Enter the CTW Foundation, which provided a generous scholarship through the FAU Foundation to help Amazan over the finish line. The CTW Foundation supports hospices and hospitals and organizations involved with arts and culture, secondary, higher, and law, education, conservation and nursing.
Now Amazan has an opportunity to carry its purpose forward in the field of medicine. And he’ll get an extra boost from FAU’s world-class partner in Jupiter — the Max Planck Florida Institute for Neuroscience — where he was accepted as a Post-Baccalaureate Research Experience (PRE) Fellow program for 2019-20.
“I truly feel the opportunities I’ve had at FAU are going to impact my life in ways that I wouldn’t have, had I gone anywhere else,” Amazan said. He spent a year under the wing of Melissa Borgen, a postdoctoral fellow in the Brock Grill Laboratory at Scripps Research in Florida, which conducts groundbreaking investigations in neuroscience and other human health challenges alongside FAU students on the Jupiter campus.
“It is a fantastic experience,” said Dr. Borgen. “I think it’s especially great for the undergraduates at FAU, because they have three institutes — the Scripps, the Max Planck Florida Institute for Neuroscience, and the FAU Brain Institute — on campus that they can potentially work with, so there is a broad range of research they can get involved in.”
For Amazan, the chance to conduct undergraduate research on neurodevelopmental and neurodegenerative diseases alongside some of the world’s elite scientists drove his decision to to transfer to FAU from Palm Beach State College.
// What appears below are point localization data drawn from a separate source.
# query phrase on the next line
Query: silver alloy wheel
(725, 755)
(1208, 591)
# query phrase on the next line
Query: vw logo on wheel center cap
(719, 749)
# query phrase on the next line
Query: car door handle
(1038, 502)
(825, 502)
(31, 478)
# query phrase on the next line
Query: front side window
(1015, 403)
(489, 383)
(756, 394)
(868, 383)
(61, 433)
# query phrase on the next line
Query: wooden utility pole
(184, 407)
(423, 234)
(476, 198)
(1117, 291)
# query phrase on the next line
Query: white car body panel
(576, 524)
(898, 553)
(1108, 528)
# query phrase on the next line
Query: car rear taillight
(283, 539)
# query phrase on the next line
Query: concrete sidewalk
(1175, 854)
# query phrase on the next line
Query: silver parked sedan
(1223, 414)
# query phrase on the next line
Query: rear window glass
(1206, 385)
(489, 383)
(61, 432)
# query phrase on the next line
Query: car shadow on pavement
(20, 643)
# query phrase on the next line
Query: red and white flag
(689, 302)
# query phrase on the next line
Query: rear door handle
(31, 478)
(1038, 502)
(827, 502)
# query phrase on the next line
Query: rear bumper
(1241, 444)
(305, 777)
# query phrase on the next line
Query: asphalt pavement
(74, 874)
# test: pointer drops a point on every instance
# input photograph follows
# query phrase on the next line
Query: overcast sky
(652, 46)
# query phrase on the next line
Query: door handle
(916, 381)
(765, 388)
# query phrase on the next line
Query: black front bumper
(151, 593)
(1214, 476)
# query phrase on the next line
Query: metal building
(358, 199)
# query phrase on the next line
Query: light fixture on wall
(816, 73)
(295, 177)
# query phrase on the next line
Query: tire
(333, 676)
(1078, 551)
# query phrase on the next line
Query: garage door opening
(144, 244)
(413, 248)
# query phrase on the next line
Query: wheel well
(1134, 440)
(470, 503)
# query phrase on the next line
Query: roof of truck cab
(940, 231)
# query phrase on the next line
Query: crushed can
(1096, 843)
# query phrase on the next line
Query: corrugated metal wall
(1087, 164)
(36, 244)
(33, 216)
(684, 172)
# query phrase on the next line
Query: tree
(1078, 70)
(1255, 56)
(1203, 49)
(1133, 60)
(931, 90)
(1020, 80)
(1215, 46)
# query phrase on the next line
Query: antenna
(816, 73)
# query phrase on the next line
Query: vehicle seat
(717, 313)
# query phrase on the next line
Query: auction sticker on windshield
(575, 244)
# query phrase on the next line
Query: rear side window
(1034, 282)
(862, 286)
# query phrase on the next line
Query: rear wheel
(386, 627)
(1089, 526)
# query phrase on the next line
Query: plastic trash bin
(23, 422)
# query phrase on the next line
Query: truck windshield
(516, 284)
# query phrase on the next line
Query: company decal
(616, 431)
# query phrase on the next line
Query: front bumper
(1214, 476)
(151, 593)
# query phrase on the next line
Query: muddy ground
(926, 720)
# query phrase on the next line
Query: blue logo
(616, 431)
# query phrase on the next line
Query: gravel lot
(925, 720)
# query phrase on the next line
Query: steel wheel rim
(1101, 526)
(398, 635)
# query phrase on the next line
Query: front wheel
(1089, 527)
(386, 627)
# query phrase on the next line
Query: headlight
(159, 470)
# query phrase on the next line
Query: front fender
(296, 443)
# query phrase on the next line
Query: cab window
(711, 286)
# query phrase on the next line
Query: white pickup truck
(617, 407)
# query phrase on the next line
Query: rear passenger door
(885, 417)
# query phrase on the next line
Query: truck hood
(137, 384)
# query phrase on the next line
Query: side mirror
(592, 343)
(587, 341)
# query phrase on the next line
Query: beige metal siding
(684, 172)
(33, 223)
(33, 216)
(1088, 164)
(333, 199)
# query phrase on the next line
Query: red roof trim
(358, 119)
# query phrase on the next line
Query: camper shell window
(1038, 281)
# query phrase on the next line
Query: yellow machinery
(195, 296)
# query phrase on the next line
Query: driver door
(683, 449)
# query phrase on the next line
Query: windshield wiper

Three years later, he is grateful for the experience — and the support that his peers, mentors and donors have given along the way.
“It is one thing to learn in the classroom setting but it another thing to learn when you have an expert guiding you to greatness,” he said. “As I cross that stage this spring, I will have planted the seed of hope and prosperity for the youth in my family — I can’t thank the CTW Foundation and the Honors College enough for graciously opening these doors for me, and those who follow in my footsteps.”